What Is a Monopoly?

Anyone who's ever player the popular board game Monopoly has a pretty good idea of what a monopoly is. In the board game, one of the goals is to own all of the properties of a particular color, or, in economic terms, to have a monopoly on properties of a particular color. It's also the case that, when a player has a monopoly on a set of properties, the rents on those properties go up. This is also a realistic feature of the game since it's generally true that monopolies lead to higher prices.

A monopoly is simply a market with only one seller and no close substitutes for that seller's product.

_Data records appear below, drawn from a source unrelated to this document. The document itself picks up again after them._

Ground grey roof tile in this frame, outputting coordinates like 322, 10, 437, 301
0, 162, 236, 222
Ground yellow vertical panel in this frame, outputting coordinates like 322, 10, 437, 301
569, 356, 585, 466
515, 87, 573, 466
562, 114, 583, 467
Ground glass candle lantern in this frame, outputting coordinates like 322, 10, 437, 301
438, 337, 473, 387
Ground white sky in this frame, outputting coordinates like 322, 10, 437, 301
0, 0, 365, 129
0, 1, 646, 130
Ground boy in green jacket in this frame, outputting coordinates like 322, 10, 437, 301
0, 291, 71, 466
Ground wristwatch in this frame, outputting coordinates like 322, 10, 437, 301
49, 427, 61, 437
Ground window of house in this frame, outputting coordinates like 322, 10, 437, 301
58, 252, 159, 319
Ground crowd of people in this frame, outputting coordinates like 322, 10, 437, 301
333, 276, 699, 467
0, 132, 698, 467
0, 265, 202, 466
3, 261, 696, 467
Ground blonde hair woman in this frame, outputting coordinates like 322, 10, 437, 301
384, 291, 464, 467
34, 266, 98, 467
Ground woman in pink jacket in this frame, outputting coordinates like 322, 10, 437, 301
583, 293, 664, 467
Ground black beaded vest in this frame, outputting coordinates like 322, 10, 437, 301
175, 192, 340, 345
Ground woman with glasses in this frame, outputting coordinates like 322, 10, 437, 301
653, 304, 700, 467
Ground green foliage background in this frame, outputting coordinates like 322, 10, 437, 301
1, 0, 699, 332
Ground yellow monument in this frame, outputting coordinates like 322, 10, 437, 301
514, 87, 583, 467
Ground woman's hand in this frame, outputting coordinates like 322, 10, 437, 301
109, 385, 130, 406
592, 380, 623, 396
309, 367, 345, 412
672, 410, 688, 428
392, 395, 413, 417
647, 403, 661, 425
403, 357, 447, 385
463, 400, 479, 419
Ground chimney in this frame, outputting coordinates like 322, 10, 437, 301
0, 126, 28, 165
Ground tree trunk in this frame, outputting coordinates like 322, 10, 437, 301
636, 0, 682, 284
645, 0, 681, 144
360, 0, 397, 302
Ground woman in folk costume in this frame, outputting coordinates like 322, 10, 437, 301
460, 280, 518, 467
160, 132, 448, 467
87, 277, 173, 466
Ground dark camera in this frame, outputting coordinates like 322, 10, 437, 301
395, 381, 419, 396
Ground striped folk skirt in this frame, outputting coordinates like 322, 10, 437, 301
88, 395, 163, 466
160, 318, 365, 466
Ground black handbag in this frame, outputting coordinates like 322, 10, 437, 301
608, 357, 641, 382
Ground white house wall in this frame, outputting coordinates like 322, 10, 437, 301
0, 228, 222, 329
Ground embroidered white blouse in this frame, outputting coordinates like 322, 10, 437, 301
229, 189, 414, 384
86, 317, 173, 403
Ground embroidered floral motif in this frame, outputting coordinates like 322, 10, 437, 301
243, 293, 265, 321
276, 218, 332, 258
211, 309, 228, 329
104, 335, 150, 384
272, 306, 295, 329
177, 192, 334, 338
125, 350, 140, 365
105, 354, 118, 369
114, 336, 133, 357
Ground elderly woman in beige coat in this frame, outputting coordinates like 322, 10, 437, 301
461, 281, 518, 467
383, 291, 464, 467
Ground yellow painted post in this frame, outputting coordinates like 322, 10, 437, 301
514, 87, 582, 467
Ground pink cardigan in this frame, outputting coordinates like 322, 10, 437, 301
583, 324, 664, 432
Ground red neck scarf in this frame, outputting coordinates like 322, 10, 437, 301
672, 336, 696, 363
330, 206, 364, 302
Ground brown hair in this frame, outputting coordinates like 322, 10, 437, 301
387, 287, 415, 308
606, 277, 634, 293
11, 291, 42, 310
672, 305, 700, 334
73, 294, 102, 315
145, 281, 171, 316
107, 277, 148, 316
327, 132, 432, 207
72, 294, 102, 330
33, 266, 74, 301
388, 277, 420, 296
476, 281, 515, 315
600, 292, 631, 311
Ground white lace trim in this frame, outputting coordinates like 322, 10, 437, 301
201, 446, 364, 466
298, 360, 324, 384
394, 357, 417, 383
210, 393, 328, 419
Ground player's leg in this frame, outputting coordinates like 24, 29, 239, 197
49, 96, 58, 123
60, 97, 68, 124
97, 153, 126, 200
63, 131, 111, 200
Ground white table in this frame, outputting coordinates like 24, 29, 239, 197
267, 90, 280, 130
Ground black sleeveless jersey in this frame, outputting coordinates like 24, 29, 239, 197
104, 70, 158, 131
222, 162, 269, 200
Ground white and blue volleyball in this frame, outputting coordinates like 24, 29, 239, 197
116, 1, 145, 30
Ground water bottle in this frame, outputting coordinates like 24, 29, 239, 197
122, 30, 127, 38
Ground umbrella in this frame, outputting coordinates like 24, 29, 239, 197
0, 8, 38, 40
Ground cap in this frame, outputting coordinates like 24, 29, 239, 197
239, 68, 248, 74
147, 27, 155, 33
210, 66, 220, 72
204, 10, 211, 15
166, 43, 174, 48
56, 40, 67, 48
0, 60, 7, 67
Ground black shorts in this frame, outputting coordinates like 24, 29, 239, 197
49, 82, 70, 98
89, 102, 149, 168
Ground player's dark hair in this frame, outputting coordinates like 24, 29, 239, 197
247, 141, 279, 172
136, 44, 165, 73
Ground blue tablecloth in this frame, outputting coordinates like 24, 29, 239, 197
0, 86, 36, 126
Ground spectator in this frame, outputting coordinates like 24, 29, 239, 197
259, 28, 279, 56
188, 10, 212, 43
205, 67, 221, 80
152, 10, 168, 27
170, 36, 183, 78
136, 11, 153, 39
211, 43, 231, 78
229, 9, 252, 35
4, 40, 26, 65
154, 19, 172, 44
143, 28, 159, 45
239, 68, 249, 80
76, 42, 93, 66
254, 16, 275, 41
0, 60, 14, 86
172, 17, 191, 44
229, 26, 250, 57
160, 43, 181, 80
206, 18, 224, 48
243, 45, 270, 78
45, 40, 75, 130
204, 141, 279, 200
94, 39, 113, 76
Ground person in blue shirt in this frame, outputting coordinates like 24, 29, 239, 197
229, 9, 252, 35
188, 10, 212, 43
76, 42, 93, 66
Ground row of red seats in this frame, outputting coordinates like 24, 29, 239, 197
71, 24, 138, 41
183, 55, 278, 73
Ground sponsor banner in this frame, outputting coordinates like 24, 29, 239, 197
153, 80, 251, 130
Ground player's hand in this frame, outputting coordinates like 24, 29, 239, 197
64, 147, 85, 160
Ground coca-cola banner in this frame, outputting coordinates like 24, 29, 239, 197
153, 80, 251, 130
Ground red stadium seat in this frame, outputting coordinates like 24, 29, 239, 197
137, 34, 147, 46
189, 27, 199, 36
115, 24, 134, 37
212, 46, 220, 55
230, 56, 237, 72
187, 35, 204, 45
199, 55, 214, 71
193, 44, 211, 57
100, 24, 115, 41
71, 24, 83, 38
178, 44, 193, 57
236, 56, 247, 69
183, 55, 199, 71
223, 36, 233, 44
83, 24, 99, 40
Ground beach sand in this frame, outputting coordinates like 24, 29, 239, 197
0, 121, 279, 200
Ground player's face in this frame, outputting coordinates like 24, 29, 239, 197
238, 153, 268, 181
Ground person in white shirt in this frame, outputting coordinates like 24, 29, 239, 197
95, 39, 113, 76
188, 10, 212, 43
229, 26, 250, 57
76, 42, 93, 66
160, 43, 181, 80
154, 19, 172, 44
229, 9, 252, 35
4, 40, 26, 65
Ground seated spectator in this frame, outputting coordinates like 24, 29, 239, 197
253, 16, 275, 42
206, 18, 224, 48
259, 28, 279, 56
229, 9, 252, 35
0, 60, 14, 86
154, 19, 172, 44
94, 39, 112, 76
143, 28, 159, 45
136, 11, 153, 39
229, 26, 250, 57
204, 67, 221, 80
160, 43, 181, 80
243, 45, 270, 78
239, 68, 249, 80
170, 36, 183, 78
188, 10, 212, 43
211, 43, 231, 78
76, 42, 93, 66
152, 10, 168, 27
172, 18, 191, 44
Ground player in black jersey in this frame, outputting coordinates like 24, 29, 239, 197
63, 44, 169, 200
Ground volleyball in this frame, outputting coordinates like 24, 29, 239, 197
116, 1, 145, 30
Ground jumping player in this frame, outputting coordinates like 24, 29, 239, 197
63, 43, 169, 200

Technically, the term "monopoly" is supposed to refer to the market itself, but it's become common for the single seller in the market to also be referred to as a monopoly (rather than as having a monopoly on a market). It's also fairly common for the single seller in a market to be referred to as a monopolist.

Monopolies arise because of barriers to entry that inhibit other companies from entering the market and exerting competitive pressure on the monopolist. These barriers to entry exist in multiple forms, so there are a number of specific reasons that monopolies can exist.

Ownership of a Key Resource

Government Franchise

Intellectual Property Protection

Natural Monopoly

In all cases, there is a bit of ambiguity surrounding the market definition for determining whether a company is a monopolist. For example, while it is certainly true that Ford has a monopoly on the Ford Focus, it is certainly not the case that Ford has a monopoly on cars overall. The market definition question, which rests on what is considered to be a "close substitute," is a central issue in most monopoly regulation debates.